Selfishness is another snake wrapping itself around our establishments. Most owners will gorge and feast on the profits while leaving the crumbs to their workers. This creates an atmosphere without motivation, leading to fraud, high turn over of staff and poor financial results. The workers have no sense of ownership. In Japan and first world countries, employees are given a sense of entitlement by motivation through stock rights and other incentives. Such benefits make the workers give their best because they see the firms as theirs and will be ready to sink or swim with the enterprise. They take ownership and responsibility because they are partners who are affected by either the profit or loss of the business..

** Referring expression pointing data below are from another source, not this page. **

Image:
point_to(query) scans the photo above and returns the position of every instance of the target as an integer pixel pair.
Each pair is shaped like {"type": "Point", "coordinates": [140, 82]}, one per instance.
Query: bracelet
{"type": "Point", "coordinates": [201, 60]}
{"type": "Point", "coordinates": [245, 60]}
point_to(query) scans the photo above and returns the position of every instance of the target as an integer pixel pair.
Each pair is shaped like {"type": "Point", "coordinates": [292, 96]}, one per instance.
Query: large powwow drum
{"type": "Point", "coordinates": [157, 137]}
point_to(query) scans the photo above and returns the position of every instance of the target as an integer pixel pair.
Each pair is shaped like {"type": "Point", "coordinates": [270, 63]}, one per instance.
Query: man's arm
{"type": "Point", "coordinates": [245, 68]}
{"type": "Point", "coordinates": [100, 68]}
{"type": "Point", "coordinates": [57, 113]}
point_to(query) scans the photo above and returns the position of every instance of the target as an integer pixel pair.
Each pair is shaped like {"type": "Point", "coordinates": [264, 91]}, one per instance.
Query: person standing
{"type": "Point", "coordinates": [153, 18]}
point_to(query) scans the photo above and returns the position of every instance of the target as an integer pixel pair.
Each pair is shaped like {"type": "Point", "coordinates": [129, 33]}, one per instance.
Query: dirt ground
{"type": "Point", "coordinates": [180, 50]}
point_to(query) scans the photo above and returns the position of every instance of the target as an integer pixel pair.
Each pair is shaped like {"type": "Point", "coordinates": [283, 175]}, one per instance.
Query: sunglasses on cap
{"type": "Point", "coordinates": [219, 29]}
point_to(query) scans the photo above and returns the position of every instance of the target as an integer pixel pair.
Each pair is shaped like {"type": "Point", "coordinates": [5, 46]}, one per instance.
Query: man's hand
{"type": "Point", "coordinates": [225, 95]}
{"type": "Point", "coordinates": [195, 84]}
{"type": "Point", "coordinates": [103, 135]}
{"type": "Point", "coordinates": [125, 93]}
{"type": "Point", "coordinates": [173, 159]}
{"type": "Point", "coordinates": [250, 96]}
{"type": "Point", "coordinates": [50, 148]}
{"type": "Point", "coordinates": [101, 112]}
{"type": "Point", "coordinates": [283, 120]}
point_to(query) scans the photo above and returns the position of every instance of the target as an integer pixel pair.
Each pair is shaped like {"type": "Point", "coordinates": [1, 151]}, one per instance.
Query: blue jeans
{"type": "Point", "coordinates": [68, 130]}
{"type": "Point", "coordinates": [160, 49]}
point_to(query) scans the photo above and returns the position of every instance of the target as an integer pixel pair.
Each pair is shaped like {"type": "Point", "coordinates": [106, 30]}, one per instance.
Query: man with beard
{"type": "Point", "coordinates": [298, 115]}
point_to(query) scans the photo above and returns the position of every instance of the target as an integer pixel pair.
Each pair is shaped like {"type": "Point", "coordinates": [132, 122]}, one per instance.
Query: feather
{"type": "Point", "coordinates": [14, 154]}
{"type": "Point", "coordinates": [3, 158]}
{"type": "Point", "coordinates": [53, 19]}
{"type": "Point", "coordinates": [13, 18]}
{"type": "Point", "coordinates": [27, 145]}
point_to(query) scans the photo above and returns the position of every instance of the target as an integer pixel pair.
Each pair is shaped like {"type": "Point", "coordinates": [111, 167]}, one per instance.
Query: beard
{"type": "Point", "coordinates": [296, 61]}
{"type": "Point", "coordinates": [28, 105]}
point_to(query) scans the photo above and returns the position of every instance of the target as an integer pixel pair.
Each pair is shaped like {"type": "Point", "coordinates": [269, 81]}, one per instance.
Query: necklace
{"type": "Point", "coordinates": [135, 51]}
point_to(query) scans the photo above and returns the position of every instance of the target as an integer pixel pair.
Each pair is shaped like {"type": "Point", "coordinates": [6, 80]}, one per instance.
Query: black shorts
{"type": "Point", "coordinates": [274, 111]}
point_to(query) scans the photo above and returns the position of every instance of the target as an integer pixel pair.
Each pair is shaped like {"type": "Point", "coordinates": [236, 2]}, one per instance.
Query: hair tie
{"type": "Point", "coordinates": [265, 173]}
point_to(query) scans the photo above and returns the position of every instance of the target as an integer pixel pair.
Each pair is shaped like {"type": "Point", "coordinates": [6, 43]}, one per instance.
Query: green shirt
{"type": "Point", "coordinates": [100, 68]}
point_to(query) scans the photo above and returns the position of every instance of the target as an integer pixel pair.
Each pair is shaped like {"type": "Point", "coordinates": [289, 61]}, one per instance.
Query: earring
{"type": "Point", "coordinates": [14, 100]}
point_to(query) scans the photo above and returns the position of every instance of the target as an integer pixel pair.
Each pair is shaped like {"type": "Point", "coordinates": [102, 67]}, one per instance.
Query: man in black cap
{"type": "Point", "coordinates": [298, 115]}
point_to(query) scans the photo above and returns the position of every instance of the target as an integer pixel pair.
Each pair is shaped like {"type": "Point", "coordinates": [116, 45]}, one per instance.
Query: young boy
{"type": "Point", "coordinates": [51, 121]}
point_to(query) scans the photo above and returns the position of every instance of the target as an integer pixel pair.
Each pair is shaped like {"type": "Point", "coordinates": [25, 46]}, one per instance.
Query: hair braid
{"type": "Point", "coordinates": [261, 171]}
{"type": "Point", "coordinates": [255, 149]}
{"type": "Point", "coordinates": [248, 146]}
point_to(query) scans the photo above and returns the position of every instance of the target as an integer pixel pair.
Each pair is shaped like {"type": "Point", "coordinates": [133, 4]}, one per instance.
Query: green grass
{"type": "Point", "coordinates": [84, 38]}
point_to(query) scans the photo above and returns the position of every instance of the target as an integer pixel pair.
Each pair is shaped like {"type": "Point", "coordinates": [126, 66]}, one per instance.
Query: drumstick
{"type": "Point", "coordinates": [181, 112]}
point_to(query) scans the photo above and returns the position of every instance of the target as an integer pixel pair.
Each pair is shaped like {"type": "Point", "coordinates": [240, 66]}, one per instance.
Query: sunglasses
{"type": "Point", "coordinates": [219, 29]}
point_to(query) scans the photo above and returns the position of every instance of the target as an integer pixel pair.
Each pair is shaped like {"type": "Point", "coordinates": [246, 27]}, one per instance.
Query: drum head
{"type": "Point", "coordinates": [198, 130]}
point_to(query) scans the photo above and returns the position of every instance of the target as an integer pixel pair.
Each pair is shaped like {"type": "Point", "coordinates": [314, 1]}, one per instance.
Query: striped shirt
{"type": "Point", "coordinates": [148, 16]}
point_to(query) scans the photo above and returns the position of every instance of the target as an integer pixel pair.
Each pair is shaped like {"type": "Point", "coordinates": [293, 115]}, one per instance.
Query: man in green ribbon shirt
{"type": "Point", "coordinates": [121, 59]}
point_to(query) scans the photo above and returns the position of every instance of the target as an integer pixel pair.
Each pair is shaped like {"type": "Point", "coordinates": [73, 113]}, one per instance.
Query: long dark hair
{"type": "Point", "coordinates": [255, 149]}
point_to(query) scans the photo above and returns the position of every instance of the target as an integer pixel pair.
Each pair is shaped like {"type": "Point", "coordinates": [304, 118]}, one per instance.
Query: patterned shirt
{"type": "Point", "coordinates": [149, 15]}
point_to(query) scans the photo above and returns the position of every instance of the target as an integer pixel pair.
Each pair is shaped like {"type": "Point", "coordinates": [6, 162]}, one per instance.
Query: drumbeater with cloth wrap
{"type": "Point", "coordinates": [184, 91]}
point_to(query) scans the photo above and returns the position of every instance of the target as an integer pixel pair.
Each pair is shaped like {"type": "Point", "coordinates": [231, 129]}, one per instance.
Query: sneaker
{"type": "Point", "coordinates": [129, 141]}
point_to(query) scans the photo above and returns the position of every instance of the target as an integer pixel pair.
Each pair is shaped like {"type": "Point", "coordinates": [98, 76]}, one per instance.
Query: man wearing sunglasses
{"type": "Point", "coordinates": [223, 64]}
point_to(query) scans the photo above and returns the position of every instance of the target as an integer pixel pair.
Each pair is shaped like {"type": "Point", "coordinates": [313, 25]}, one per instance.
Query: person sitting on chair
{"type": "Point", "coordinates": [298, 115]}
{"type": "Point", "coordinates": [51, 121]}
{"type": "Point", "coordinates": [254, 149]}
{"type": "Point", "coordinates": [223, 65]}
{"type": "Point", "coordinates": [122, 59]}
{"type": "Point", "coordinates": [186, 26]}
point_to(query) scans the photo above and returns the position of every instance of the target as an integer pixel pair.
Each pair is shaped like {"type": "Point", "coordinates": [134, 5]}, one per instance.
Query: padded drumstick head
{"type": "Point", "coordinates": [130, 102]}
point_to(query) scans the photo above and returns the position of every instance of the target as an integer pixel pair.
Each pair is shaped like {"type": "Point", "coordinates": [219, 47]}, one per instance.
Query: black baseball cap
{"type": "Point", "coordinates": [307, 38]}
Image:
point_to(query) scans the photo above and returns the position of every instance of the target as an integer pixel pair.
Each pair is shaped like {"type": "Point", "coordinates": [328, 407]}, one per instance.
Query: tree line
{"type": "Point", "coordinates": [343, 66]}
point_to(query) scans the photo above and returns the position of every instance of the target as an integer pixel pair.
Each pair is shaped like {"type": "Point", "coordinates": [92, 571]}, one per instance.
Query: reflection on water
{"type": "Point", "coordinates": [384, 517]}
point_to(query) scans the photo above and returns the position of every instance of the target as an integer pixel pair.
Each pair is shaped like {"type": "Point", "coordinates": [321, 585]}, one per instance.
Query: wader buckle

Strong brands are associated with great customer service, but to many corporate structures, service is as arcane as hieroglyphics to an unschooled villager. Business owners usually feel they are doing the customer a favor instead of the other way round.


Unless like Perseus, the holders of these syndicates get a mirror to check out the reflection of their dark state, use a sword of decisiveness and change to cut off the head of the Medusa freezing their businesses into cracked stony edifices of the Jurassic Era while global brands speed past at dizzying speed into the future, developing universal brands will remain as elusive to them as an exotic butterfly being chased by a tottering toddler.